Insomnia is best managed by treating the underlying causes rather than using medications.

Insomnia affects 20-40% of adults, with women being affected twice as much as men. About 50% of the population reports some sort of sleeping disorder in a year and up to 25% report having trouble falling asleep.

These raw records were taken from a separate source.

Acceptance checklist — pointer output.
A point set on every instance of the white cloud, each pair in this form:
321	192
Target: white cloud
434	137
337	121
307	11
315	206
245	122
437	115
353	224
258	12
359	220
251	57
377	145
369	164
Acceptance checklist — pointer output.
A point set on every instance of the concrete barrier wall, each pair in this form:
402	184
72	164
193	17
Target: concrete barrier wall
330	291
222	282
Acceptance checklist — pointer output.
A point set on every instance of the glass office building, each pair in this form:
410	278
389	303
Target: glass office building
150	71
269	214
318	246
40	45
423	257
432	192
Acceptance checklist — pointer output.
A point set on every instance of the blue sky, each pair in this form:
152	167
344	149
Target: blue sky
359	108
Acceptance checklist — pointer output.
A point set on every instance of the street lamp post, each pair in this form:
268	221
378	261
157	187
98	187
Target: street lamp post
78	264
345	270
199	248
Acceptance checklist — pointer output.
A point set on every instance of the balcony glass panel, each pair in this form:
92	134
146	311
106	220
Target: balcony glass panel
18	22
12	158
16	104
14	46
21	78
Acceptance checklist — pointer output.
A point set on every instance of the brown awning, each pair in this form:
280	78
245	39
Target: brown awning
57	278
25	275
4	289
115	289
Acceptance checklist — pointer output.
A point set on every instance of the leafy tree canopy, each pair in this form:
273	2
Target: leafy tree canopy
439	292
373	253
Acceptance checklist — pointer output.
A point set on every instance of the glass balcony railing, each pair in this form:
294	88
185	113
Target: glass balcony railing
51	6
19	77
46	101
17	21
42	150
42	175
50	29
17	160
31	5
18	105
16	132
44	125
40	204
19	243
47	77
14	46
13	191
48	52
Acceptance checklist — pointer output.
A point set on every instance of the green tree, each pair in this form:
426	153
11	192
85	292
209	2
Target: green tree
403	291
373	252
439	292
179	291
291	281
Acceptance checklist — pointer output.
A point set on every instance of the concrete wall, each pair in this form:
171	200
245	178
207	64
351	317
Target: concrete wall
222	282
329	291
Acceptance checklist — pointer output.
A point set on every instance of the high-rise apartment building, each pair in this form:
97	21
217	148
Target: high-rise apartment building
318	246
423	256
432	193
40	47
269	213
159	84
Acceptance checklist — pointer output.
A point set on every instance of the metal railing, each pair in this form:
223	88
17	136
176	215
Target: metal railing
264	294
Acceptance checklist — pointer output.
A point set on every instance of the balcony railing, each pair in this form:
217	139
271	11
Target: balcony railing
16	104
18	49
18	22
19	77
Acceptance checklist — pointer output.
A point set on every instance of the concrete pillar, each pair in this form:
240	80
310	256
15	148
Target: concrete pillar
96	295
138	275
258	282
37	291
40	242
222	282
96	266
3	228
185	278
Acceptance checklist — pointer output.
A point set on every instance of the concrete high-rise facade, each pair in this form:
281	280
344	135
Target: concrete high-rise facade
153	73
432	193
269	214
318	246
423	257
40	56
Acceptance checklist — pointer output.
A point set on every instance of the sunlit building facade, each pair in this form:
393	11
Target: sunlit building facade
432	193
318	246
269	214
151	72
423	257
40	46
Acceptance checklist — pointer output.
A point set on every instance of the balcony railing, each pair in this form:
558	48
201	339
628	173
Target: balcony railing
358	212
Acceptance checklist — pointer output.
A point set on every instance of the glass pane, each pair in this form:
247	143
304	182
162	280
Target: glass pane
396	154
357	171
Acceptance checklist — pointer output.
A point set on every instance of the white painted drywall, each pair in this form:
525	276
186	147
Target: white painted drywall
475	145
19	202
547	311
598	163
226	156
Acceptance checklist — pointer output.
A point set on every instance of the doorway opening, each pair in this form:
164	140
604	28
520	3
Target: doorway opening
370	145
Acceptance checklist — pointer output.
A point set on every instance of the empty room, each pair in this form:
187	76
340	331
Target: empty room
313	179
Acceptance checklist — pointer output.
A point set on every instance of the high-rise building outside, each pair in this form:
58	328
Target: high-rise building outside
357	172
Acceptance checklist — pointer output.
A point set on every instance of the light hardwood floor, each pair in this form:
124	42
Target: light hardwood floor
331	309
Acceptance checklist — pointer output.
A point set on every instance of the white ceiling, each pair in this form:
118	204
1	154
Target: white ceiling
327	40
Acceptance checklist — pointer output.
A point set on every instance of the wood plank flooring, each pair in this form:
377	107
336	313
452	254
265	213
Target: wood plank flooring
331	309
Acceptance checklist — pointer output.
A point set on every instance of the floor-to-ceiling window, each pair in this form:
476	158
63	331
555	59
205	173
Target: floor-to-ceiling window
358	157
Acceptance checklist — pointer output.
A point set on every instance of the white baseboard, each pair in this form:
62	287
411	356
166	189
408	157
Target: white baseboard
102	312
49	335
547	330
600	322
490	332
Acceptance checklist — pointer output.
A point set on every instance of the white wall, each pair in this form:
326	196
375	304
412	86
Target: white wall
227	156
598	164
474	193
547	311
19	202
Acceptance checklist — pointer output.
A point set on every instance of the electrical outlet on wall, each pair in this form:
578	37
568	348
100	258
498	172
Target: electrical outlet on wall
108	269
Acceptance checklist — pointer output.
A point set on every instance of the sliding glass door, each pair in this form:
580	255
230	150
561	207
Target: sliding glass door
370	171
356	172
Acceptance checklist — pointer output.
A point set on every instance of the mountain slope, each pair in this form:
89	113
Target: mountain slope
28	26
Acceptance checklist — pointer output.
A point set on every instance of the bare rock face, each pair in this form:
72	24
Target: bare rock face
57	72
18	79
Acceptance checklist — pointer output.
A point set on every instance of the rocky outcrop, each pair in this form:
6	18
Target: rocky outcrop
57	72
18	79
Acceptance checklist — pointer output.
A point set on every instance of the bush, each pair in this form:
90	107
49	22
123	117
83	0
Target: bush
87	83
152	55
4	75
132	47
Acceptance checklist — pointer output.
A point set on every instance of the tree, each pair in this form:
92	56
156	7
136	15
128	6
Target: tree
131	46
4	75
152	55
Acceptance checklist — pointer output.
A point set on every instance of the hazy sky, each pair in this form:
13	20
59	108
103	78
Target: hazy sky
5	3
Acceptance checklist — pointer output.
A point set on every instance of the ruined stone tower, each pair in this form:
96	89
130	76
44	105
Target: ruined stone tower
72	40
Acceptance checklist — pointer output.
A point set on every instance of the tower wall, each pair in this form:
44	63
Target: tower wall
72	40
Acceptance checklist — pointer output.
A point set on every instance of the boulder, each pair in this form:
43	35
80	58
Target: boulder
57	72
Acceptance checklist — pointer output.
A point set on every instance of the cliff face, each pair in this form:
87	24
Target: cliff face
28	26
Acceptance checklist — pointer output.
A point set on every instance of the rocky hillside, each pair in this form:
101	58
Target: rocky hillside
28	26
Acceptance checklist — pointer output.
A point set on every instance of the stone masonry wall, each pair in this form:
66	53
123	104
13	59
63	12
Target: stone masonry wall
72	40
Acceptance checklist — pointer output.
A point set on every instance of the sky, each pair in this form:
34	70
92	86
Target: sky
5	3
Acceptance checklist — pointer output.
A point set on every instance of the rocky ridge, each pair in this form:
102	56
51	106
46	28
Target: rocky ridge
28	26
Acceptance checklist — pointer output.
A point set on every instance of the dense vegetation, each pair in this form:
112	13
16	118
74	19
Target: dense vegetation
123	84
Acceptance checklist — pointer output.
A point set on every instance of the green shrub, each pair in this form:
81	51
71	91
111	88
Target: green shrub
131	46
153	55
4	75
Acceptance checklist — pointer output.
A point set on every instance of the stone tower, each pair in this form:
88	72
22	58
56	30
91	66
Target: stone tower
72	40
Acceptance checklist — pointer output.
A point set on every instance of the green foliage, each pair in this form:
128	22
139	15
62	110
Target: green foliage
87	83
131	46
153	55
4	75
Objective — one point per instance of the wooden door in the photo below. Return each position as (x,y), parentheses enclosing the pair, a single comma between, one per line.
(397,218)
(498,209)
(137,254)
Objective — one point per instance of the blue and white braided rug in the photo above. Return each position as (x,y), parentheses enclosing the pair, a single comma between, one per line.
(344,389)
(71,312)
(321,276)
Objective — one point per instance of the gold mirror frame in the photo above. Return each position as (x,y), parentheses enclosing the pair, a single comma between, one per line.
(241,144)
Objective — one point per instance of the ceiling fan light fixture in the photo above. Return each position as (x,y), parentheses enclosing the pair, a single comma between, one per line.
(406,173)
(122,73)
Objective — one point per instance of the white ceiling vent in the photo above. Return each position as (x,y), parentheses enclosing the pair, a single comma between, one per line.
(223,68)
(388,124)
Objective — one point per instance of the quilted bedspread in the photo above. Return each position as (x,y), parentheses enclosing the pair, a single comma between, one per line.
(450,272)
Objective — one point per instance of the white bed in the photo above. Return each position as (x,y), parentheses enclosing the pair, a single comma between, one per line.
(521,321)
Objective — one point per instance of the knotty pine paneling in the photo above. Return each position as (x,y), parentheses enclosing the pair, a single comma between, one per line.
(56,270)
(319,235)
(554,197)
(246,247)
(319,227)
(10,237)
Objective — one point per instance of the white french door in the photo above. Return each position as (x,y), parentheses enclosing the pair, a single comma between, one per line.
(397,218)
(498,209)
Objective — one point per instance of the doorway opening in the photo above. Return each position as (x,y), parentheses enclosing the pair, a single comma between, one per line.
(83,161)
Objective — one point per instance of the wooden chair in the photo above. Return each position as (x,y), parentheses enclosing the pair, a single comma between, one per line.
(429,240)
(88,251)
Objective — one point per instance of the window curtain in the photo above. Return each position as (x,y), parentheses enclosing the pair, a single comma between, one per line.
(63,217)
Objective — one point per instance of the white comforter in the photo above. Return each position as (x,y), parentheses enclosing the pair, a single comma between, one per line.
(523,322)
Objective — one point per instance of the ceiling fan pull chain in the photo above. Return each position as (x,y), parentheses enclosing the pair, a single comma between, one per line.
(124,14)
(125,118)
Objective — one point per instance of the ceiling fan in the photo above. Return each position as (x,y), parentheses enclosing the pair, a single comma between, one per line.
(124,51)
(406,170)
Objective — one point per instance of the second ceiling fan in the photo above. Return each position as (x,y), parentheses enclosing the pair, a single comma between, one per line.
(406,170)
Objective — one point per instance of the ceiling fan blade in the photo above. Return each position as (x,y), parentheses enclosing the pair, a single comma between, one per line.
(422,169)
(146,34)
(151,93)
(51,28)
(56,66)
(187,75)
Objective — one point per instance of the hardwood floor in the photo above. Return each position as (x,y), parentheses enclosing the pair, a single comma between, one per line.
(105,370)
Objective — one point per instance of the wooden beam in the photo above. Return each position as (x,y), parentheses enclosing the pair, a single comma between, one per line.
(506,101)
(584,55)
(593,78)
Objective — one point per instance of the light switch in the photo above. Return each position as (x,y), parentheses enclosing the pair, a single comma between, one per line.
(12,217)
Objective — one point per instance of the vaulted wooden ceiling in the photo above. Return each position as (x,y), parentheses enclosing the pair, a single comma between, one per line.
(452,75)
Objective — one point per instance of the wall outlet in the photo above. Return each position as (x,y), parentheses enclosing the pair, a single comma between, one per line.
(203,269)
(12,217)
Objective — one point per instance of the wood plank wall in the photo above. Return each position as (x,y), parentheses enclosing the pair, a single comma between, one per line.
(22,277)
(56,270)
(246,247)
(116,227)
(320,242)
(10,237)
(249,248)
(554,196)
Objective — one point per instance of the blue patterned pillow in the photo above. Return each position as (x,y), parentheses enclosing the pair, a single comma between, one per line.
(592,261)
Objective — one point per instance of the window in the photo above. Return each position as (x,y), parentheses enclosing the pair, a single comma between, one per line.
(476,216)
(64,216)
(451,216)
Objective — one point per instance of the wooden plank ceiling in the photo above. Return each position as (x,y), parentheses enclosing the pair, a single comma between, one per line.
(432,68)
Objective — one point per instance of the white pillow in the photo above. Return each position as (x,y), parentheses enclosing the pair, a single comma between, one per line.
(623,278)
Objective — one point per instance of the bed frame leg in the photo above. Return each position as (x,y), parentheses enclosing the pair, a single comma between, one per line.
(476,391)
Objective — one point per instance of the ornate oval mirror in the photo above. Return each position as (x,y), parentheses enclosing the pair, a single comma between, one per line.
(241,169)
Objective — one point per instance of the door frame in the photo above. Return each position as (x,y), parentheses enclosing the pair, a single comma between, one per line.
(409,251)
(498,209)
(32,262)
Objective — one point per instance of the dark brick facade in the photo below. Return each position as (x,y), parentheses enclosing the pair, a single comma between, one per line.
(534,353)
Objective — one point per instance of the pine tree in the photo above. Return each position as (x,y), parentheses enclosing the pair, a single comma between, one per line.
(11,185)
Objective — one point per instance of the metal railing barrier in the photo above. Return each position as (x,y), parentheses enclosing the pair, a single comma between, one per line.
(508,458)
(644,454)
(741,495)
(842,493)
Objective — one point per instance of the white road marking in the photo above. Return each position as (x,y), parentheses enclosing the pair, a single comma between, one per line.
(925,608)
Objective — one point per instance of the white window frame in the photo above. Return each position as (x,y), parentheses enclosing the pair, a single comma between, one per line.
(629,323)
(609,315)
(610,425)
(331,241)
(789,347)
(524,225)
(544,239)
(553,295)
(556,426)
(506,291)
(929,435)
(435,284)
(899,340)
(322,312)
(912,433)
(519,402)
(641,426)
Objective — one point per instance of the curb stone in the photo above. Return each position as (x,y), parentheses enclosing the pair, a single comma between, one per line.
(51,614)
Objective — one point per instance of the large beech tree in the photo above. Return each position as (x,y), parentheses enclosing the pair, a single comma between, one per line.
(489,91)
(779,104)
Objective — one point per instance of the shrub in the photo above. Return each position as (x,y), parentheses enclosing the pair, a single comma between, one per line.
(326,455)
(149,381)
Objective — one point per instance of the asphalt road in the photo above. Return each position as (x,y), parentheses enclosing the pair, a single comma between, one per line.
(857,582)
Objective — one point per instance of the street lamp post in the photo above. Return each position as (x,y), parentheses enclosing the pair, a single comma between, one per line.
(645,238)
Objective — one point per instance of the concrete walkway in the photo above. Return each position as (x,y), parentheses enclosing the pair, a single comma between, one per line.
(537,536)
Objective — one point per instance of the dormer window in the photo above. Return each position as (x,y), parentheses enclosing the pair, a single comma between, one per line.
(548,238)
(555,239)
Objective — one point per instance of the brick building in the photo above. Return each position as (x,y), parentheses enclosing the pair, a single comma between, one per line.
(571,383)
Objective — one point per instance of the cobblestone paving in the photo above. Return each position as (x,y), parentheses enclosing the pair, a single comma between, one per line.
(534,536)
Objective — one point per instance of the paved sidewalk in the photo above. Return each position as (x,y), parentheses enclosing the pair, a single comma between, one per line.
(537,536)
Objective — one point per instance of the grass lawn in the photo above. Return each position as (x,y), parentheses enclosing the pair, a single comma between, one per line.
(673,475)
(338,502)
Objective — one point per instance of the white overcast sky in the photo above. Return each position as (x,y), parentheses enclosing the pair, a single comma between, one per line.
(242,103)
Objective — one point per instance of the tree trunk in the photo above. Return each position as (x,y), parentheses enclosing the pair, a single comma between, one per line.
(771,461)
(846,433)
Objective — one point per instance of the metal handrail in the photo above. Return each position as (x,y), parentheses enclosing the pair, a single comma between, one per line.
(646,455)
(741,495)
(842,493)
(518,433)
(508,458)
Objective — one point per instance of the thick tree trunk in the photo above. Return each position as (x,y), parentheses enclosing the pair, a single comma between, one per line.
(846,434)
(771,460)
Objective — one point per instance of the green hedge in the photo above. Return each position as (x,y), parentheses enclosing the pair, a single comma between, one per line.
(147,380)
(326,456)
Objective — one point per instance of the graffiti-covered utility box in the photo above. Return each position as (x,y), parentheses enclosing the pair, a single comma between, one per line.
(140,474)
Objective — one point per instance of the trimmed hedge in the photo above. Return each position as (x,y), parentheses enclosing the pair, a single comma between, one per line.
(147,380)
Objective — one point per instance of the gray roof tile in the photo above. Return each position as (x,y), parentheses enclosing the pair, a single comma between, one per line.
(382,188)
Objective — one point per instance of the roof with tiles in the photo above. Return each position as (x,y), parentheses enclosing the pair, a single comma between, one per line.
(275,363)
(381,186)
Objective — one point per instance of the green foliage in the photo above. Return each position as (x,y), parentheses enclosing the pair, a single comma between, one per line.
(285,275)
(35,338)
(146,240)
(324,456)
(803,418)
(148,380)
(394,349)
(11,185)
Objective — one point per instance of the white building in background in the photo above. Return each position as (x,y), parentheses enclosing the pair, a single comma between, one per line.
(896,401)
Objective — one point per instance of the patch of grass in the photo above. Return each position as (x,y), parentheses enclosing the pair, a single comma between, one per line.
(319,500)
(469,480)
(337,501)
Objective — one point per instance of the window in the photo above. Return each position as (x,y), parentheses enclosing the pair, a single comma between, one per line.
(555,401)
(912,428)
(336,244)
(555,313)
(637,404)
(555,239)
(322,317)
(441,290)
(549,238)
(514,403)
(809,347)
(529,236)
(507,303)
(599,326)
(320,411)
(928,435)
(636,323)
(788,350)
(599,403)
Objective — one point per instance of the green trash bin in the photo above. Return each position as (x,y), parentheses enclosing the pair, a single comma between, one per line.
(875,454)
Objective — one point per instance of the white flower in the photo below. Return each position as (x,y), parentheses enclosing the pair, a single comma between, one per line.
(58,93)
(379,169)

Advancing age is said to be associated with less sleep, however, the total amount slept is of a low quality since it becomes interrupted. Insomnia is more reported in older people and more prevalent in females. Insomnia is defined as difficulty falling or staying asleep, or a sensation of unrefreshed sleep, and is of transient (2-3 days), short term (< 2-3 weeks) or chronic (> 3 weeks) nature.

Insomnia symptom patterns include sleep-onset insomnia (difficulty falling asleep, more common in younger people), frequent nocturnal awakening (difficulty maintaining sleep, more common in older people), early morning awakening (with difficulty getting back to sleep), and difficulty functioning in the daytime due to poor sleep.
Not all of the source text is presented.